The Dwindling Relevance of Annual Meetings


The annual meetings of the American College of Cardiology and the American Heart Association have been the centerpiece for the international exchange of ideas in clinical and basic cardiology for the last half century. They have attracted research scientists from around the world as a result of their preeminence as a platform for the presentation of new concepts.

They provided the setting for Mason Sones to show the first direct angiographic imaging of the coronary artery, for Andreis Grunzig to demonstrate the first percutaneous dilatation of the coronary artery, and for Michel Mirowski to present the first demonstration of the automatic implanted defibrillator. Those events caused gasps in the audience as we all saw, for the first time, a major breakthrough in cardiovascular medicine.

The scramble to get onto that platform or to be in that audience when the newest discovery was presented drew large audiences. The decrease in attendance in the past few years can be viewed as an index of the decrease in the importance of that platform.

The decreased attendance in the AHA and ACC annual scientific sessions provides ample evidence of the reduced role of American leadership and the ascendancy of European leadership in the world of cardiology. As the attendance at American meetings has ebbed, the European Society of Cardiology has seen a progressive increase in attendance of its annual meeting.

The AHA reached its highest attendance in the later part of the last century when its professional attendance in 1999 topped just over 20,000. It gradually slipped to 19,169 in 2010, and was 15,553 in Orlando in 2011. The ACC professional attendance has also fallen, from 18,542 in 2008 to 12,980 in 2011. At the same time, the attendance at the European Society of Cardiology has increased from 18,413 in 2002 in Berlin to almost 27,080 professional attendees in 2011 in Paris.

This decrease has not been observed in all American medical specialties. The Radiological Society of North America has had approximately 27,000 professional attendees for the last 5 years, and it advertises nearly eight football fields of exhibits.

One factor limiting attendance at some meetings is the expense, including the increase in admission fees, which now have gotten well into the four-figure level even if you are a member.

One of the most striking changes at the recent AHA and ACC meetings was the stark decrease in exhibitors. Exhibits that seemed to go on for miles in previous years, requiring rest stops at coffee stands along the way, have now became accessible with a casual walk. Many of the high-tech exhibitors either shrank their exhibit space or were entirely absent. Attendance and the number of exhibitors at the recent AHA meeting were impacted by the annual meeting of Transcatheter Cardiovascular Therapeutics, which had more than 12,000 attendees and was being held almost simultaneously a continent away. In order to fill the exhibition space at the recent AHA meeting, booth space was given over to displays of costume jewelry and pashmina scarves.
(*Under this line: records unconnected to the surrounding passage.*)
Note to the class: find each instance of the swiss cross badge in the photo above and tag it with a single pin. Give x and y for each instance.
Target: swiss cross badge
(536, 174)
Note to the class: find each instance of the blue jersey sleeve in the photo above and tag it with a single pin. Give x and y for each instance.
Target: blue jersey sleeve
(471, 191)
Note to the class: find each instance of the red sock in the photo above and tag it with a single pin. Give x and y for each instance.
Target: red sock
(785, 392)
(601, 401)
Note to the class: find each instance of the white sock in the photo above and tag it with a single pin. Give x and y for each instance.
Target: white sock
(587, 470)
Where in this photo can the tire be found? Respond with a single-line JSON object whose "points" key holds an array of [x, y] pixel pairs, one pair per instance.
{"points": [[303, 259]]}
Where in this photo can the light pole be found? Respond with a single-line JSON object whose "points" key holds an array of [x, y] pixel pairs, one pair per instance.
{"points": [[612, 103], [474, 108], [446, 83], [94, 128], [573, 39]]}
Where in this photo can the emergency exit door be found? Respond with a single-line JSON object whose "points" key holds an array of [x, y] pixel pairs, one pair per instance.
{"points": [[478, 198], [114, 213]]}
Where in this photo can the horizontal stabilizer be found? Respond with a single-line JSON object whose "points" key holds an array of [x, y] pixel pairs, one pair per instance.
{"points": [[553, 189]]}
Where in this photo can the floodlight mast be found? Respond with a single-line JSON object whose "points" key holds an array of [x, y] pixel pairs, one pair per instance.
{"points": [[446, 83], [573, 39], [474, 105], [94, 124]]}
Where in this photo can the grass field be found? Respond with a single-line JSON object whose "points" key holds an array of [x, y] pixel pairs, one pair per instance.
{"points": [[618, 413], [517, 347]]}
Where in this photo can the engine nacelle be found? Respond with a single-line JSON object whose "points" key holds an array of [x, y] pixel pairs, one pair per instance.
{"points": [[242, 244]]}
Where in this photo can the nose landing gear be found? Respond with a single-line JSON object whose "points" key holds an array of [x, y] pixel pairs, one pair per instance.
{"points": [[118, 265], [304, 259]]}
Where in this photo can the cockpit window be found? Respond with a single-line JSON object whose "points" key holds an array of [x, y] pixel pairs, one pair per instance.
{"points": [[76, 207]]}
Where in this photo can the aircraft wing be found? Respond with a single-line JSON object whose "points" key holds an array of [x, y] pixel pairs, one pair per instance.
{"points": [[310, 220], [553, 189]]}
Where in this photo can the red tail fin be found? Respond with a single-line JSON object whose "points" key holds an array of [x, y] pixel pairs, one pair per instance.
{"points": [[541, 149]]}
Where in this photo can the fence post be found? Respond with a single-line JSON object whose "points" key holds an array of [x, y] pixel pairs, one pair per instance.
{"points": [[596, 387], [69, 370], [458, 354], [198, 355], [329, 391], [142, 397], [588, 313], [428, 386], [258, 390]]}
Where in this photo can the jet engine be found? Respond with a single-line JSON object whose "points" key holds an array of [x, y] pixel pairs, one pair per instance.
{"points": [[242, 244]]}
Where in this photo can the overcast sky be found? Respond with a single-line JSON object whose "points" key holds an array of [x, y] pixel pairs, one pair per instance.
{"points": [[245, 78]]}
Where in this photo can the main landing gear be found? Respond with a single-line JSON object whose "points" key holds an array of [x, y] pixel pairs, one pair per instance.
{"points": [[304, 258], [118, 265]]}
It is estimated by representatives of the ACC that international attendance at American meetings has decreased by at least one-third. This decrease is open to different interpretations. It has become increasingly difficult, for example, for many Asian and Eastern European cardiologists to obtain U.S. visas. But the fact that the Europeans do have an excellent meeting on their own soil has made that meeting more accessible to them. It is also clear that more Asian and American cardiologists are attending the European meeting. Part of this attraction has been related to a friendlier environment for the performance and consequent presentation of clinical trials in Europe.

The decrease in attendance at the American meetings is, in large part, a result of the balkanization of the "big tent" of cardiology. The creation of specialty associations by electrophysiologists, interventionalists, and heart failure specialists, to name but a few, has impacted on the appeal of – and need to engage in – the large annual meeting in order to satisfy professional requirements. Specialty cardiologists now have not only their own meeting platforms, but also their own specialty journals, which are in direct competition with JACC and Circulation.

What is lost, however, is the integrated educational experience that the practicing cardiologist needs in order to bring the entirety of cardiovascular science to the individual patient. When the field of cardiology was smaller and its scientific and clinical horizons were nearer at hand, this could be accomplished at one meeting.

We have, unfortunately, outgrown our "tent," but the Internet is now there to help us. Access to the meeting’s scientific presentations is now readily available through a variety of electronic media sites, including Cardiology News.